Os Estados Unidos são o maior país socialista do mundo.

A E I O U

A língua tem ritmo. Às vezes, passo por uma obra (tem muito brasileiro na construção civil americana) e reconheço o português do brasileiro pelo ritmo, não pelo sentido do que está sendo dito. Porque nem entendi o que as pessoas estão falando, não ouvi uma única palavra, só identifiquei o balanço do som e por isso sei que ali há brasileiros conversando.

O português falado por brasileiros é suave. Ao contrário do alemão, por exemplo, que é áspero. O espanhol da Espanha é agressivo. O italiano é dramaticamente cômico. Ou comicamente dramático. E o americano canta.

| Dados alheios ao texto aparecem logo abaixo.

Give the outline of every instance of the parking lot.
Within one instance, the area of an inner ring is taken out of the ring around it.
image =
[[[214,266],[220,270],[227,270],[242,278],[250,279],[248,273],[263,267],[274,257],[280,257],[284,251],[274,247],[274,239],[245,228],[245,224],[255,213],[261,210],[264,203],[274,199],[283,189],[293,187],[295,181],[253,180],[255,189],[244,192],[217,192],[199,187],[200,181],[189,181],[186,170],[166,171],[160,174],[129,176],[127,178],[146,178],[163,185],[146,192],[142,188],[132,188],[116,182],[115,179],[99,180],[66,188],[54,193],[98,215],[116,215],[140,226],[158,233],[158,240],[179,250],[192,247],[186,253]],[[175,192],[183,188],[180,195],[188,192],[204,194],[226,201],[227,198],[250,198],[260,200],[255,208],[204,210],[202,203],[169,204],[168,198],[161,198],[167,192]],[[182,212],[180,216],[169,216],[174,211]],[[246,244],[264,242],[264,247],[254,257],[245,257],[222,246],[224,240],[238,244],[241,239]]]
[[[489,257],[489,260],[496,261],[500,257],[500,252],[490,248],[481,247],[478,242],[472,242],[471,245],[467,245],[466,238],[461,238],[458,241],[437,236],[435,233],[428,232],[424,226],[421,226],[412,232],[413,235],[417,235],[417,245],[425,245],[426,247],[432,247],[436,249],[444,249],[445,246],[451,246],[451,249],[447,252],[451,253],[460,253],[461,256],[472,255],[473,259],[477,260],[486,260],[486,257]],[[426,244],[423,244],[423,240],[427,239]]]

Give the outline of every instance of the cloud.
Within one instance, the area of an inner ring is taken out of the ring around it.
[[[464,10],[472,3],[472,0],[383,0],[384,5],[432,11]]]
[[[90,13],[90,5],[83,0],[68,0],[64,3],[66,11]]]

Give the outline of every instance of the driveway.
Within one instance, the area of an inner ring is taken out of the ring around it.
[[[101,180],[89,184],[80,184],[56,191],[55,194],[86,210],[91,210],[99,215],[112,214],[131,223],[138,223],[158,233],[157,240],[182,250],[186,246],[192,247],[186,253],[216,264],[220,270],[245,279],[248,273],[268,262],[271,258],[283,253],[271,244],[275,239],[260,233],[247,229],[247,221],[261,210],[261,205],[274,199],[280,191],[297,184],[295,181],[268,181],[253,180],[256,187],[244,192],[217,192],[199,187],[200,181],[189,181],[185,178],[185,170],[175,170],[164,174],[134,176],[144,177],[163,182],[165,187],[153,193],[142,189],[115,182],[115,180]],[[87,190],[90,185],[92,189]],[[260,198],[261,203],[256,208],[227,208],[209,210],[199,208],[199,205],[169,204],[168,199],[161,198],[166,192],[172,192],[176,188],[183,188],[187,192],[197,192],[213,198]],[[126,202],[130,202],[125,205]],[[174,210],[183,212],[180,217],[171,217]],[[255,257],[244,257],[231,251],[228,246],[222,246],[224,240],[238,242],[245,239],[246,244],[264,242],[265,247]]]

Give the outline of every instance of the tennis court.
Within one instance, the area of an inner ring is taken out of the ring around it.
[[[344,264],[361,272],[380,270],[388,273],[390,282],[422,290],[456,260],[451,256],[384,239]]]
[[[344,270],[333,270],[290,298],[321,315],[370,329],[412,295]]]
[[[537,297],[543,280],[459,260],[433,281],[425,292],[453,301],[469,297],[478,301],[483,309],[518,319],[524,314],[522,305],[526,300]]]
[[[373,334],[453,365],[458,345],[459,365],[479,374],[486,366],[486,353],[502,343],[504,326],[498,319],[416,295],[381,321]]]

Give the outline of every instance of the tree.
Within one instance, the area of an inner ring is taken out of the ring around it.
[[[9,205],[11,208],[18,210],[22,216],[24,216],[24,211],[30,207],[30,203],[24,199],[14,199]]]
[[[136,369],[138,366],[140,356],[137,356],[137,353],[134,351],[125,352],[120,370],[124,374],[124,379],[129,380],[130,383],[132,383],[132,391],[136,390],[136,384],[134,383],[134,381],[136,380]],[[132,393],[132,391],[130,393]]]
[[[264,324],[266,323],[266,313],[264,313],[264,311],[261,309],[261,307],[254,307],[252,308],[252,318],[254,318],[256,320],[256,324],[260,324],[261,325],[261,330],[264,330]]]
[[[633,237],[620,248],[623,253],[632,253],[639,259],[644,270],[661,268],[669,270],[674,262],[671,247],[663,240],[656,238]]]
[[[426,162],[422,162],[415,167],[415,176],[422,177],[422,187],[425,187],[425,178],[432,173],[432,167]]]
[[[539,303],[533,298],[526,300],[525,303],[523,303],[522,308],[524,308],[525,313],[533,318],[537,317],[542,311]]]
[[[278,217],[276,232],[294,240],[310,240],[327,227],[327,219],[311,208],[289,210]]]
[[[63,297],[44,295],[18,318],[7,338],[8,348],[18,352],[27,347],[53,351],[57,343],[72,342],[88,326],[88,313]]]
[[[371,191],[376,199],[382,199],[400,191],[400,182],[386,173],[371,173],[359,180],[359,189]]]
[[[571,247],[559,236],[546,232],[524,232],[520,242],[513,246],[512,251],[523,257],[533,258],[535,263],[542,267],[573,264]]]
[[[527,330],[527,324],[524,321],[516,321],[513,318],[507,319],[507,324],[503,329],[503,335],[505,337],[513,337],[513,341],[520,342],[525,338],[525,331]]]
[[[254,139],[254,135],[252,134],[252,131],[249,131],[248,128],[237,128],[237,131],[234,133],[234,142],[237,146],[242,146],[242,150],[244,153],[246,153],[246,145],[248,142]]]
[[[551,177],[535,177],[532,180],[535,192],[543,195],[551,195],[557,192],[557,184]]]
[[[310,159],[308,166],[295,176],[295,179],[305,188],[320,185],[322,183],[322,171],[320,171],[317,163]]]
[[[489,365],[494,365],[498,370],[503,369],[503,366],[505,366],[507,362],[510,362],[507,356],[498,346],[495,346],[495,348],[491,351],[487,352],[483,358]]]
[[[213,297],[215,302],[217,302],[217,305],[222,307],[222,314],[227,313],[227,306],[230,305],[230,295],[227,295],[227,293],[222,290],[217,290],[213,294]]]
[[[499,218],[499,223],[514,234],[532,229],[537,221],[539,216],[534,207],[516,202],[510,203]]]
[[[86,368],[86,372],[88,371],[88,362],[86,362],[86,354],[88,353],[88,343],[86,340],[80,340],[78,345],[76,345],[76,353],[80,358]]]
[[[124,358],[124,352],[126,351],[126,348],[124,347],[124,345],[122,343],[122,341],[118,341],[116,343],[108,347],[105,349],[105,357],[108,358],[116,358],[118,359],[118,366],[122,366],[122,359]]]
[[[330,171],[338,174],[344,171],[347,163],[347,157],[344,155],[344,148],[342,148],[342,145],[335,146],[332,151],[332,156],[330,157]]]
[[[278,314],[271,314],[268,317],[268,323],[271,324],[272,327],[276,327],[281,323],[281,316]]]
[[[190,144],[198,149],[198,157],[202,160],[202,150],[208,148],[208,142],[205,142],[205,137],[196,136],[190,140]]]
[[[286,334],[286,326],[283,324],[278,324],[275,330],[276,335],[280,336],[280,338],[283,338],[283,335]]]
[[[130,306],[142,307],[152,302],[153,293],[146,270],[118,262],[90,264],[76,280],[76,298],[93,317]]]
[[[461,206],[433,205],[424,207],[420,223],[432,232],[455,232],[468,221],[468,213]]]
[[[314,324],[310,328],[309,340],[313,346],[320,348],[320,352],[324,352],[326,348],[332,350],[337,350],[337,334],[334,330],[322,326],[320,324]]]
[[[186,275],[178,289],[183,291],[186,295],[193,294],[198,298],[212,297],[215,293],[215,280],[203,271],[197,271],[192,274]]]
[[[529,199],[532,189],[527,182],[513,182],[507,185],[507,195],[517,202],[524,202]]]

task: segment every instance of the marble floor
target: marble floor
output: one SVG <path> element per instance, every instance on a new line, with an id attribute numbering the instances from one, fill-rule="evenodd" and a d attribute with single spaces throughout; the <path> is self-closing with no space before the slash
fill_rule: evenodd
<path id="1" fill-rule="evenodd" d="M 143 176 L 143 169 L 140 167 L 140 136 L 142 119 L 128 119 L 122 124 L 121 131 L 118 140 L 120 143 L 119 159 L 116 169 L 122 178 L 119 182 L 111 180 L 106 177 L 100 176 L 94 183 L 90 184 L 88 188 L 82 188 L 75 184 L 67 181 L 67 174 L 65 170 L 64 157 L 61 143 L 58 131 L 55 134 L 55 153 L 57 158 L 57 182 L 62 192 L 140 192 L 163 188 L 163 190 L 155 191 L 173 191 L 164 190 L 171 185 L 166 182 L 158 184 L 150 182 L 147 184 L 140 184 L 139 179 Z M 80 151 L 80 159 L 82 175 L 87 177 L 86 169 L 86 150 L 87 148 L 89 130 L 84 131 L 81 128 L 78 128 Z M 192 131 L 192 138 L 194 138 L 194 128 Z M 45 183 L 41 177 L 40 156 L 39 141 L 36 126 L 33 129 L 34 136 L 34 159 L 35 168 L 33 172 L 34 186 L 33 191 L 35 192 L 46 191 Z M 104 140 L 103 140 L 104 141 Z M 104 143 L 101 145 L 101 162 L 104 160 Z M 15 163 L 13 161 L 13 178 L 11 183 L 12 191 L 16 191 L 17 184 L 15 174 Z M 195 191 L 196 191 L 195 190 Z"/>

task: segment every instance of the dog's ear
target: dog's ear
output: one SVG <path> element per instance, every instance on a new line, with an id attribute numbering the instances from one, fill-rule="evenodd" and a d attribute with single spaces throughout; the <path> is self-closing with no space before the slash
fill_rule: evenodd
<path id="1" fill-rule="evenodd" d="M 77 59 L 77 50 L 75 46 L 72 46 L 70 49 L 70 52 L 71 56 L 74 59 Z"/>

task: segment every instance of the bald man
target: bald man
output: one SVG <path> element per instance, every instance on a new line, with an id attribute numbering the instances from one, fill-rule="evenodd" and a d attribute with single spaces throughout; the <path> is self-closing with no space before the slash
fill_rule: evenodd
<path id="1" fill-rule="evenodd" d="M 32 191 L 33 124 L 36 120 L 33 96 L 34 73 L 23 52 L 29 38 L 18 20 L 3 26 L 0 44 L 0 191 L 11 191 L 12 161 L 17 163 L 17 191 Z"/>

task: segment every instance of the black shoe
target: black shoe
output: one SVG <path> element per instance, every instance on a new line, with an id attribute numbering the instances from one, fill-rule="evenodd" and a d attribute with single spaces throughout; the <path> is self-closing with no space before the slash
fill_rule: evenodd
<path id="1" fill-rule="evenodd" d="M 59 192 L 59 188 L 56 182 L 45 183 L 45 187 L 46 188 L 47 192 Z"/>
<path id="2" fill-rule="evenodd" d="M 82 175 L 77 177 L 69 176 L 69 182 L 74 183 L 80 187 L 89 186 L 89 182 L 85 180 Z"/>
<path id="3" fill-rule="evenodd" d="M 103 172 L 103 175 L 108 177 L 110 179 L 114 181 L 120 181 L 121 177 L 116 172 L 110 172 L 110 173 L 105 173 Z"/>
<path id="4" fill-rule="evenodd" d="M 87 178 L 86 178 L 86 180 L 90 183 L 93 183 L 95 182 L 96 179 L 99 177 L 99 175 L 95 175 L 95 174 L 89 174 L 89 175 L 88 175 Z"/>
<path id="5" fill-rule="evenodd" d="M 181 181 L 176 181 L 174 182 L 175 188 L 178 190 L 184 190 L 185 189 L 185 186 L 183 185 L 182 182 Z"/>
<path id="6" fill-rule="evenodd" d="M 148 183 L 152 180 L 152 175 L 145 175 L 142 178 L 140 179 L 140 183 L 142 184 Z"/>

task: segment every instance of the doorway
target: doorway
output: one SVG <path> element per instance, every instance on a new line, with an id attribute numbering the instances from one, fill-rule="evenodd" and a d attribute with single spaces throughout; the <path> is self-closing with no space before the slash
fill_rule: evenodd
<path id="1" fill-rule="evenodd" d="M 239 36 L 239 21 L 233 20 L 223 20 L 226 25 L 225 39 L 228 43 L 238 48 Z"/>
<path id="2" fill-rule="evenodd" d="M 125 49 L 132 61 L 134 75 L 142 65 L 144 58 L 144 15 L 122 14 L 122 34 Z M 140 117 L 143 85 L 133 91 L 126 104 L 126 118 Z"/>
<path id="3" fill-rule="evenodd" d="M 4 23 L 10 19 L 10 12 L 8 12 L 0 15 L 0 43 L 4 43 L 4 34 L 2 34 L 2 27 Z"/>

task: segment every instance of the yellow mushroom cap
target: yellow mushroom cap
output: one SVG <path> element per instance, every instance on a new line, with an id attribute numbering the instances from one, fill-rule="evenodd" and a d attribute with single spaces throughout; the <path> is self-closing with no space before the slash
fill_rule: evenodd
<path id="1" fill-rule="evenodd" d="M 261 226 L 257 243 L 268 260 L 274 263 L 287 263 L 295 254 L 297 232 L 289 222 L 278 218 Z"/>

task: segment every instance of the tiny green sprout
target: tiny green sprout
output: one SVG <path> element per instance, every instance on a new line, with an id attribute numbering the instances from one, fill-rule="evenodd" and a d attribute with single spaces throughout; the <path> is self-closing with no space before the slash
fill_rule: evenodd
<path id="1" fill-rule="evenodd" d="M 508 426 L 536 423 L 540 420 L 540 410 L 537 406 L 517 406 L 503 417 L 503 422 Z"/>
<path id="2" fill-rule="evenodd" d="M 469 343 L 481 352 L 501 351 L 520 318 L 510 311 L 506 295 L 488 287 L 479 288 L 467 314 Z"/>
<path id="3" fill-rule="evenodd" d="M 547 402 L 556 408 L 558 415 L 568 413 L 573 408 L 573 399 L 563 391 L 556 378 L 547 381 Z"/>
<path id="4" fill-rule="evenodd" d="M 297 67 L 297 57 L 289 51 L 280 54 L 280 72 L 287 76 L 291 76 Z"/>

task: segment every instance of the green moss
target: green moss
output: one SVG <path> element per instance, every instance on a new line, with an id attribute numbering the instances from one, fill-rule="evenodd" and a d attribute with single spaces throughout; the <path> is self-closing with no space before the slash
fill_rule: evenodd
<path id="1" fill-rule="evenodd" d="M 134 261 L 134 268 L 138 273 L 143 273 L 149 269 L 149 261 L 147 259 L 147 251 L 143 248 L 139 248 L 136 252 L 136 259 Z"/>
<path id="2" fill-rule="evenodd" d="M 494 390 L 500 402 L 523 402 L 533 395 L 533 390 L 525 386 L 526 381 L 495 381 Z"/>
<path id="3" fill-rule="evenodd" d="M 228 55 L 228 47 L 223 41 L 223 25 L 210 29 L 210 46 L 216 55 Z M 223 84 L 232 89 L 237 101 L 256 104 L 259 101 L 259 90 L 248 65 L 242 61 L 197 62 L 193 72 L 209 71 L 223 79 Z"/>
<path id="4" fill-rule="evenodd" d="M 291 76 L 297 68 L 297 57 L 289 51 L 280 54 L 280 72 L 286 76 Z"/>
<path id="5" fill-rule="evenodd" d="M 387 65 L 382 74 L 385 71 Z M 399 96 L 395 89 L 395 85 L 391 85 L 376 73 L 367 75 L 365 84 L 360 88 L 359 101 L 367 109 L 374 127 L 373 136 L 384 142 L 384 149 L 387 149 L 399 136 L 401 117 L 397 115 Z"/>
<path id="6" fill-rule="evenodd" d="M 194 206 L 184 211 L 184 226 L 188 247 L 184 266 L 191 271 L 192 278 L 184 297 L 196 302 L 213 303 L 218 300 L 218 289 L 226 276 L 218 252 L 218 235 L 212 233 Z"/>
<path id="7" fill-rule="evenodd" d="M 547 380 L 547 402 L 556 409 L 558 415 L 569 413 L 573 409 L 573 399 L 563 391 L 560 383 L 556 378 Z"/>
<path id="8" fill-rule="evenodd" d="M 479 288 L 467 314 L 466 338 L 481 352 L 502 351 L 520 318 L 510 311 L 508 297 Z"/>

– Good mooooorniiiiing... – é a saudação das manhãs que faz a guarda de trânsito que fica controlando a rua atrás da escola do B. Gosto disso, de uma guarda de trânsito me cumprimentando com tanta alegria. Mas não é só ela. Depois de deixar o B, saio caminhando pela rua e cruzo com americanos portando enormes copos de papel cheios de café. Basta fazer contato visual com um deles para ouvir:

– Good moooooorniiing...

Esforço-me para devolver um good morning à altura.

Agora, o que eles gostam mesmo de dizer é oh my God. Para tudo eles dizem oh my God. Dizem de um jeito completamente cantado, com breque. Assim:

– Ó! Mai! Góóód...

Conheço uma americana que é de Connecticut, a Michelle. Ela fala Cãnéricãt. Acho lindo. Queria um dia sair por aí falando Cãnéricãt.

Mas, cá entre nós, é muito estranha a forma como eles falam, não é? Sobretudo as vogais.

O “A” é “Ei”.

O “E” é “I”.

O “I” é “Ai”.

O “O” é “Ou”.

E o “U” é “Iu”.

Por que isso??? Por que não falam certinho A, E, I, O, U?


Gostam de complicar, esses americanos.